"Donelle, why do you tell me this now?"

"Just because I want you to understand how I feel about Mamsey. She didn't have to do things for me, she chose to, and I know all about her spinning and weaving and—the rest. I have cost her a good deal, and I mean to make it all up."

Proudly, happily Donelle stood. And looking at her, Mrs. Lindsay fervently wished the real truth might be kept away from the girl. Better the uncertainty of birth to such a spirit than the ugly fact. Safer would her relations with Mam'selle be if she could keep her present belief.

"Come," she said suddenly, "take your violin and stand—so! This is the way my good friend Anderson Law is to paint you."

Donelle took the violin; she tucked it under her chin and drew her bow lovingly across it. The uplifted face smiled serenely. Donelle was no longer afraid; something bigger than herself caught her and carried her to safety.

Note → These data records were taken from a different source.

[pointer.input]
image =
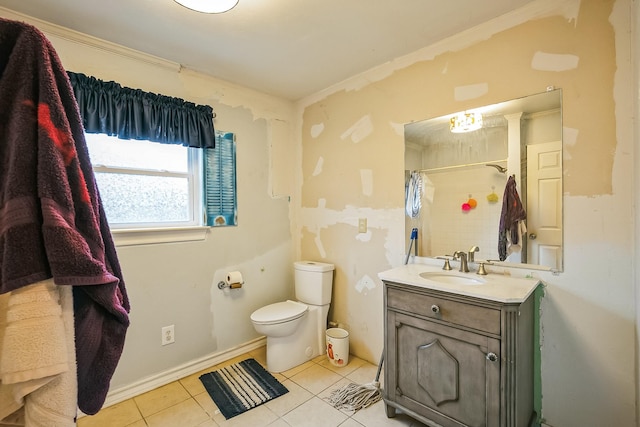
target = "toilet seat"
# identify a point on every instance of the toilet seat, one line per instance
(279, 312)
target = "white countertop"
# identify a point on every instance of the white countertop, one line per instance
(497, 287)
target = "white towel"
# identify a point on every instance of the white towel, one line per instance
(37, 355)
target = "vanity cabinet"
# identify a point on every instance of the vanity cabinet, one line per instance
(456, 360)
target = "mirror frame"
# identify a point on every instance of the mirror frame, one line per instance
(523, 105)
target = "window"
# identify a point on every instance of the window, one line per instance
(148, 185)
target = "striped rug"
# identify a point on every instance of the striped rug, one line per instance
(240, 387)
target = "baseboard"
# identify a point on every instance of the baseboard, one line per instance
(163, 378)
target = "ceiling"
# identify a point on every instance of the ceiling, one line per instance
(286, 48)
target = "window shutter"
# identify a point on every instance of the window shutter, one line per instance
(220, 181)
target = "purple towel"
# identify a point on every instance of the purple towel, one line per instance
(51, 219)
(512, 213)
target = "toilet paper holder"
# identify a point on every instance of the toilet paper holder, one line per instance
(222, 285)
(234, 280)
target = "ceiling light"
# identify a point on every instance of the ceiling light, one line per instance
(208, 6)
(465, 122)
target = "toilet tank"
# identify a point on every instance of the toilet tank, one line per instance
(313, 282)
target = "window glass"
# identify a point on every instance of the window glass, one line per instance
(145, 184)
(128, 153)
(138, 199)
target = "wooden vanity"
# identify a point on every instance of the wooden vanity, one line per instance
(459, 355)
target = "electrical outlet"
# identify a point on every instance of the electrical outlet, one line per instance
(362, 225)
(168, 335)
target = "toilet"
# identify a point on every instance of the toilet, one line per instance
(295, 330)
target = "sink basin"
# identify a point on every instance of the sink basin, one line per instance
(452, 278)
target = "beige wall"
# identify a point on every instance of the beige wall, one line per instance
(352, 167)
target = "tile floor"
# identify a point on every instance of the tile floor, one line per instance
(185, 403)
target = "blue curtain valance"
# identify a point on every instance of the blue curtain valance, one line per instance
(109, 108)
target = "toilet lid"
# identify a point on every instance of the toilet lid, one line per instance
(279, 312)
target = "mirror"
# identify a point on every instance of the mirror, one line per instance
(455, 198)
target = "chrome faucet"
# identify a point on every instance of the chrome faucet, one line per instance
(462, 256)
(472, 252)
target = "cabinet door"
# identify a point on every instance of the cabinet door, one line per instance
(445, 374)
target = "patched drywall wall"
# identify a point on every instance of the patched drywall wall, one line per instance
(587, 315)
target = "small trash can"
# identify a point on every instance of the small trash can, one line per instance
(338, 346)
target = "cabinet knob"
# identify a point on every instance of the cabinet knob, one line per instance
(492, 357)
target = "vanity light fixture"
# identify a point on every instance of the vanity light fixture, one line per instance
(465, 122)
(208, 6)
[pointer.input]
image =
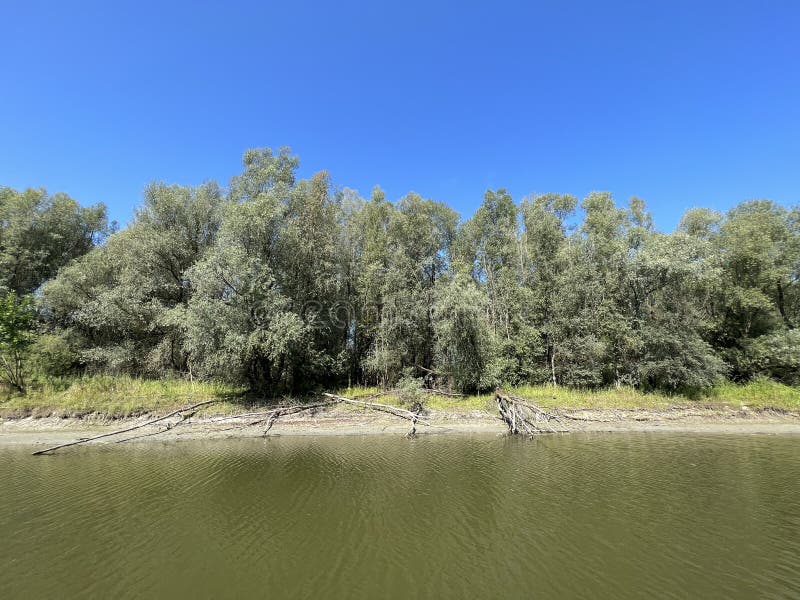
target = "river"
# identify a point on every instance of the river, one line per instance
(449, 516)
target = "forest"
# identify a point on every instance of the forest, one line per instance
(287, 285)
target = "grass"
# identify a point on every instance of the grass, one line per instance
(115, 396)
(120, 396)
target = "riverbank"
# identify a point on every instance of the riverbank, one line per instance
(340, 420)
(96, 405)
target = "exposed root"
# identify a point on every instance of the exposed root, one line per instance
(189, 409)
(523, 417)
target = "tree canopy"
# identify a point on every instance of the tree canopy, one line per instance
(286, 284)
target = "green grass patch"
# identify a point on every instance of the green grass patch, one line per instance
(121, 396)
(758, 393)
(115, 396)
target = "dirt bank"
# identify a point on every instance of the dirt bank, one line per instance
(347, 421)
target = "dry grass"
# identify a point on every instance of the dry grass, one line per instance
(117, 397)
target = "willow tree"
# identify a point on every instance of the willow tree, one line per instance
(40, 233)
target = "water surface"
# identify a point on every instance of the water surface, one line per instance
(577, 516)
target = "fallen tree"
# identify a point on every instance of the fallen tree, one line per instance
(525, 417)
(267, 417)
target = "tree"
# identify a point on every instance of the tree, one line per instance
(39, 234)
(17, 321)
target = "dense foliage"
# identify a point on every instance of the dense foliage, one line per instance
(287, 284)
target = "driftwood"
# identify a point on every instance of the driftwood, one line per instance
(266, 417)
(524, 417)
(193, 408)
(414, 417)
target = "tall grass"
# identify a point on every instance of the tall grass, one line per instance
(120, 396)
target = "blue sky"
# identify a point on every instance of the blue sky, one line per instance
(680, 103)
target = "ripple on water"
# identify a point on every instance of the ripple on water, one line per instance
(600, 516)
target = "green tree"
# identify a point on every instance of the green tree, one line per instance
(17, 322)
(39, 234)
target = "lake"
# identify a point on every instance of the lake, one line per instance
(448, 516)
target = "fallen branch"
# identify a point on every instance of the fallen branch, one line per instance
(521, 416)
(193, 407)
(387, 408)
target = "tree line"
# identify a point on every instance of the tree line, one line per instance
(285, 285)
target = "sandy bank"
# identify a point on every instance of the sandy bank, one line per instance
(345, 421)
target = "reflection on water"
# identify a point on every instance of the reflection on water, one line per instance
(577, 516)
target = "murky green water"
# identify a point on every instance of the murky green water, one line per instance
(579, 516)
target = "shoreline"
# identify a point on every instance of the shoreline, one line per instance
(38, 431)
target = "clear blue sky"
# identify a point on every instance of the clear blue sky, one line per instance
(680, 103)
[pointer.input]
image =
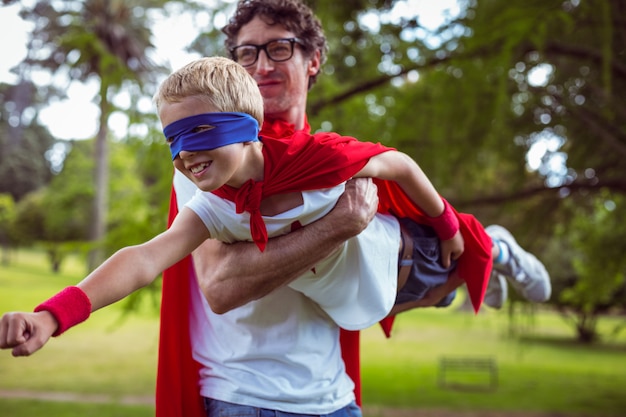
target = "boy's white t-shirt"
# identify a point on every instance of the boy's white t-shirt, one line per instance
(356, 285)
(281, 351)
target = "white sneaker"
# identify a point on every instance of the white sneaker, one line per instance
(524, 271)
(497, 291)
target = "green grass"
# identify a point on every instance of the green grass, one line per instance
(540, 367)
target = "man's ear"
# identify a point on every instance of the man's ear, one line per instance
(314, 64)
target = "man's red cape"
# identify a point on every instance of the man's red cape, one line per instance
(320, 165)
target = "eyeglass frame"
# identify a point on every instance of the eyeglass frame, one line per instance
(292, 42)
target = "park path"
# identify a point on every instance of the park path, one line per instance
(371, 411)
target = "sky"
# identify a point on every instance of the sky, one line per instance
(76, 117)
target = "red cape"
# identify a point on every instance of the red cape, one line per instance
(177, 392)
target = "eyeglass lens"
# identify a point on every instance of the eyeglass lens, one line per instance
(278, 50)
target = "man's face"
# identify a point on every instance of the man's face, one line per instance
(283, 85)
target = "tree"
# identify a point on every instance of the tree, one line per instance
(7, 217)
(23, 141)
(106, 39)
(476, 100)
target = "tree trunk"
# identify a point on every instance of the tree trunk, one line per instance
(101, 183)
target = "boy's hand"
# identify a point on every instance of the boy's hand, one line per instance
(26, 333)
(452, 249)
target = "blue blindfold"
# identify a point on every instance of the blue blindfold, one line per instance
(228, 128)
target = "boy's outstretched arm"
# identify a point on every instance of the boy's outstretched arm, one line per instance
(126, 271)
(233, 275)
(401, 168)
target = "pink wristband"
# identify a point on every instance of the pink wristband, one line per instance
(70, 307)
(446, 224)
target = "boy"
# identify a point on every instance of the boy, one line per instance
(218, 150)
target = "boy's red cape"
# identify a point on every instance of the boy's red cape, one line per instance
(295, 161)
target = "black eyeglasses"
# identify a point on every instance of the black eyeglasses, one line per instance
(278, 50)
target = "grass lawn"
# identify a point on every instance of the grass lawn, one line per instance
(540, 369)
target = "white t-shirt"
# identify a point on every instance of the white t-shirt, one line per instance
(282, 351)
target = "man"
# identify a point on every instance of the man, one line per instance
(273, 338)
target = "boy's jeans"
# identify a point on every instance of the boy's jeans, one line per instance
(215, 408)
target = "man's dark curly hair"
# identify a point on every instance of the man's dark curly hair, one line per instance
(293, 15)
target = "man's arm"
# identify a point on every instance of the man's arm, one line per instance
(231, 275)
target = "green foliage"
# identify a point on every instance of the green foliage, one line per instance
(599, 267)
(537, 371)
(23, 141)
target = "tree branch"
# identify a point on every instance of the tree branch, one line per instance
(612, 184)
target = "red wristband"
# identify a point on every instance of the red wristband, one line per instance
(69, 307)
(446, 224)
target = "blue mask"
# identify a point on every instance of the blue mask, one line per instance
(228, 128)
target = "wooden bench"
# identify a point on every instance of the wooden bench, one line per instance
(469, 373)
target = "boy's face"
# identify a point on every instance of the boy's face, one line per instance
(283, 85)
(208, 169)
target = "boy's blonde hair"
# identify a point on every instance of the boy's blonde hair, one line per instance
(219, 82)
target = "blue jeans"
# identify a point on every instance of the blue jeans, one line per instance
(215, 408)
(427, 271)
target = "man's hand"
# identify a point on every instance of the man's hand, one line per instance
(26, 333)
(231, 275)
(356, 207)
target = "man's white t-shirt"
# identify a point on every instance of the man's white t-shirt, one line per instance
(282, 351)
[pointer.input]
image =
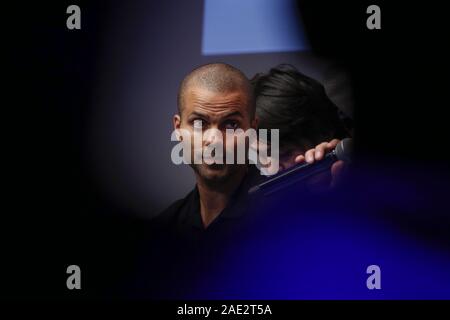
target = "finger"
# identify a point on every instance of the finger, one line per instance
(320, 151)
(337, 170)
(333, 143)
(299, 159)
(309, 156)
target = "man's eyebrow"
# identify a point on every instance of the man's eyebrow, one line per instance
(198, 114)
(232, 114)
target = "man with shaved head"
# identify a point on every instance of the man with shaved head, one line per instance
(220, 97)
(191, 235)
(215, 96)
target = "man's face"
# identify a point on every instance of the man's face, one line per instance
(220, 111)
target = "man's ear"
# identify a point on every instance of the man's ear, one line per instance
(176, 125)
(254, 123)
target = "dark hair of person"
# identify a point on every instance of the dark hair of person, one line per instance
(298, 106)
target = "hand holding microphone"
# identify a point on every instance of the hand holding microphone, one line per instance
(310, 168)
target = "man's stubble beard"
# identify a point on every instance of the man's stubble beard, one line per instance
(217, 175)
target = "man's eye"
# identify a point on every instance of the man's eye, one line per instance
(231, 125)
(198, 123)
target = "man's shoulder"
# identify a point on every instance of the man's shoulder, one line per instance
(170, 215)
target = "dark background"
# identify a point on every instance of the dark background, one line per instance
(58, 210)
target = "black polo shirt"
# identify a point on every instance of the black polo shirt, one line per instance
(184, 218)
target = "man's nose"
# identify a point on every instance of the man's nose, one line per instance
(212, 136)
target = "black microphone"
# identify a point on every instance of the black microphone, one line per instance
(304, 171)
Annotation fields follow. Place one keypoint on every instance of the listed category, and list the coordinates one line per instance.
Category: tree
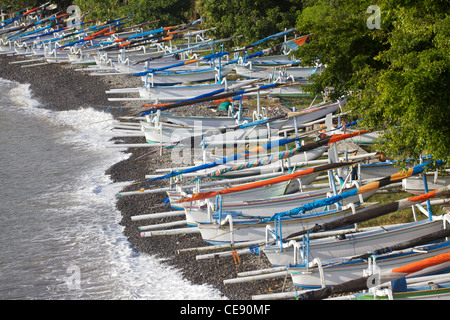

Alice Lindsay's eyes grew dim.

"Life is not all that is lying in wait for the child," she thought. "What is love going to do with her?"

And then, it was two days before they were to start for the States, Donelle went for a walk along the quiet highway! She had bidden Jo good-bye! Her heart ached with the haunting fear that she had not been quite sure about Mamsey. Was it enough that she was going to prepare for life? Were her purpose and joy quite unselfish? How about those long empty days, when the Walled House would be but a memory?

And Nick! The dog had acted so strangely. His awful eyes, yes, they were quite awful, had been fixed upon her a long, long time, then he had gone—to Jo! After that he could not be lured from her. It was as if he said:

"Very well, think what you choose, I will never desert Mamsey!"